Evolution of Video Generative Foundations
A new 2026 survey traces video generation's path from early GANs to today's diffusion and auto-regressive models.
A research team from Shanghai Jiao Tong University and other institutions has published a landmark survey titled 'Evolution of Video Generative Foundations' on arXiv. The paper, submitted in April 2026, provides the first systematic review tracing the entire technological arc of AI video generation. It moves beyond narrow technical focuses to cover the field's evolution from early Generative Adversarial Networks (GANs) to the current dominance of diffusion models like OpenAI's Sora and Google's Veo3, and further to emerging auto-regressive (AR) and multimodal techniques.

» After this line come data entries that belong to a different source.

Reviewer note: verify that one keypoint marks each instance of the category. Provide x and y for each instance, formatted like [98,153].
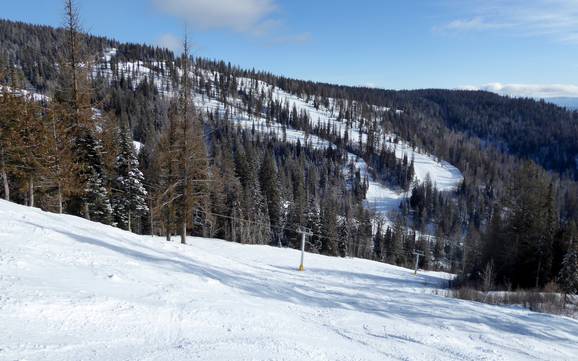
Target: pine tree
[329,228]
[130,195]
[568,276]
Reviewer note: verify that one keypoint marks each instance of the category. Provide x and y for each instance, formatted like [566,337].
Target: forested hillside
[251,157]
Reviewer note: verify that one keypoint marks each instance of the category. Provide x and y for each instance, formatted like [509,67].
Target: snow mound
[76,290]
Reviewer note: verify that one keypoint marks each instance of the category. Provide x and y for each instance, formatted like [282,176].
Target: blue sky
[509,46]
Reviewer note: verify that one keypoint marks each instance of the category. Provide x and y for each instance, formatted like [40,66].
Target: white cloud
[245,16]
[553,19]
[170,42]
[476,23]
[528,90]
[297,39]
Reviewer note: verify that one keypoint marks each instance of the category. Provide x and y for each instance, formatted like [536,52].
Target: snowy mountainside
[380,197]
[77,290]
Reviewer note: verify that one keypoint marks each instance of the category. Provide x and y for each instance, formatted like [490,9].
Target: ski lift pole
[417,255]
[304,232]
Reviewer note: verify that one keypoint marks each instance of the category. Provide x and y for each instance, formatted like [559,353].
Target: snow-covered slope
[76,290]
[380,197]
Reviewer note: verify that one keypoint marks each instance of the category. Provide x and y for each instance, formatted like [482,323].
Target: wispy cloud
[528,90]
[170,42]
[243,16]
[554,19]
[297,39]
[256,18]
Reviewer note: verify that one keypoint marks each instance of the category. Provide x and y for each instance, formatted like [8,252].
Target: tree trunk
[31,191]
[4,176]
[538,272]
[59,198]
[184,232]
[6,185]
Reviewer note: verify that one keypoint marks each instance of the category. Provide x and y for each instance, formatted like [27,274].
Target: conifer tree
[568,276]
[130,195]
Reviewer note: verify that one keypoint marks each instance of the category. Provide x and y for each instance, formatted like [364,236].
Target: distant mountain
[566,102]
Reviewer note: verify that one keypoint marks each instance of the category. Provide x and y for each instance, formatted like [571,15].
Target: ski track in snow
[77,290]
[380,197]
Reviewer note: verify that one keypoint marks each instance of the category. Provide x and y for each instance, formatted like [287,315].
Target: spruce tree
[130,195]
[568,276]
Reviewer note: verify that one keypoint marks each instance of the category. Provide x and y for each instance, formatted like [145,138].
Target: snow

The survey conducts an in-depth analysis of foundational principles, key advancements, and the comparative strengths and limitations of each paradigm. It specifically addresses gaps in existing literature by providing a comprehensive perspective on AR models and the integration of multimodal information—crucial for enhancing contextual awareness in generated videos. The authors explore how these advancements are paving the way for building sophisticated 'world models' capable of simulating real-world dynamics.
Finally, the paper bridges historical developments with contemporary innovations to offer actionable insights for future research. It outlines applications spanning virtual and augmented reality, personalized education, autonomous driving simulations, and digital entertainment. By mapping the field's trajectory, this survey serves as an essential guide for researchers and practitioners navigating the rapidly evolving landscape of video generative AI.
- Comprehensively reviews video AI evolution from GANs to diffusion models (Sora, Veo3) and auto-regressive techniques.
- Addresses key literature gaps by analyzing multimodal integration and AR models for better contextual awareness.
- Guides future research toward applications in VR, education, and autonomous driving 'world models'.
Why It Matters
This survey provides a crucial roadmap for developers and researchers to understand past breakthroughs and future directions in generative video AI.